It might seem strange to juxtapose a documentary featuring an economist with a fictional feature about a family of filmmakers, but in some ways, both The Argumentative Indian and A Billion Colour Story have much in common; particularly, at their core, an examination of contemporary India and its concerns, whether political, cultural, or communal.
The Argumentative Indian takes its title from Nobel-winning Amartya Sen’s book of the same name, in which the Nobel Prize winning economist examines Indian culture and identity. The core of Sen’s argument lies in his belief in India as a place grounded in pluralism and intellectual debate. It’s a view that the parents of eleven-year-old Hari (Druva Padmakumar), Imran and Parvati, in the film A Billion Colour Story, would probably feel comfortable with. Filmmakers who met at school in Australia, self-described religious agnostics and ardent Indophiles, they return to India to make a movie. However, they soon find themselves at the centre of several controversies in the name of religious belief. Despite their continued difficulties in finding an affordable place to live (one place refuses them because Imran is assumed to be Muslim; another threatens to turf them out because Parvati is not), the challenges in finding funding for their film, and the threats to those close to them for beliefs and lifestyles that fundamentalists find threatening, they never seem to lose hope, at least not until events shake them to the very core of their own moderately held beliefs.
Director N. Padmakumar anchors his story with logic and debate, but he also fills it with warmth and, surprisingly, colour. I say “surprisingly”, because A Billion Colour Story is shot largely in black and white, at least until a pivotal moment in the film. India is, indeed, a place filled with a billion colours, and that makes it both beautiful and overwhelming. By choosing to shoot in shades of grey, N. Padmakumar skillfully does a couple of clever things: firstly, he puts everything and everyone in his film on an equal footing: there is no Muslim green or Hindu saffron, there isn’t a rainbow of colours to distract us, and we can focus intensely on the story unfolding on the screen.
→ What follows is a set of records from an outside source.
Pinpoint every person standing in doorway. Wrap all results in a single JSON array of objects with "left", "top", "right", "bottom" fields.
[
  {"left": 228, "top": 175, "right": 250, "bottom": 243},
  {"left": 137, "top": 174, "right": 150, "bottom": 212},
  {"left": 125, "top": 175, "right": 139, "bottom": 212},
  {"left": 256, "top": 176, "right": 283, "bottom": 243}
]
Secondly, when colour finally does bleed onto the screen, it serves to heighten the poignancy of the moment and those that follow.
I think I was grateful that I followed a screening of A Billion Colour Story with one of The Argumentative Indian, because I needed the documentary’s dry, dispassionate tone after becoming a complete emotional mess after Padmakumar’s film. If I had the pleasure of watching it in the theatre, I’d be the one weeping into a fistful of tissues, such is the emotional impact of the film. It’s hard not to become completely engaged with our narrator, Hari. He’s sweet and funny and thoughtful. He’s mature in many ways, yet still enough of a child to fuss and worry over his father’s safety, both physical and emotional: Hari is sad that his father seems to feel, as the film progresses, that India has lost its poetry, and he wants to find a way to help him recover that joy. He’s tech savvy in the way the younger generation is these days; yet still shy and sweet enough to feel awkward with Sophia, who wants to be his girlfriend.
Most importantly, Hari represents the kind of warmth and hope that will, I think, prove essential in the face of extremist views – not only in India, but elsewhere in the world, as politics in many places become highly polarized, and as the internet allows people the luxury of expressing the most extreme of views from a position of relative anonymity. Amartya Sen is certainly not wrong in believing that Indians need to remain “argumentative”; reason and logic are, indeed, essential tools in discussions of those things that most matter to us as human beings. But N. Padmakumar reminds us that reason and logic are powerless in the face of strongly held beliefs and emotions, and that we must combine the two in order to make change in the world.
I’m grateful to festivals such as London Indian Film Festival 2017 for programming films like An Argumentative Indian and A Billion Colour Story that challenge us to think, and that allow us to engage with them in interesting ways. Even when it costs us a box of tissues.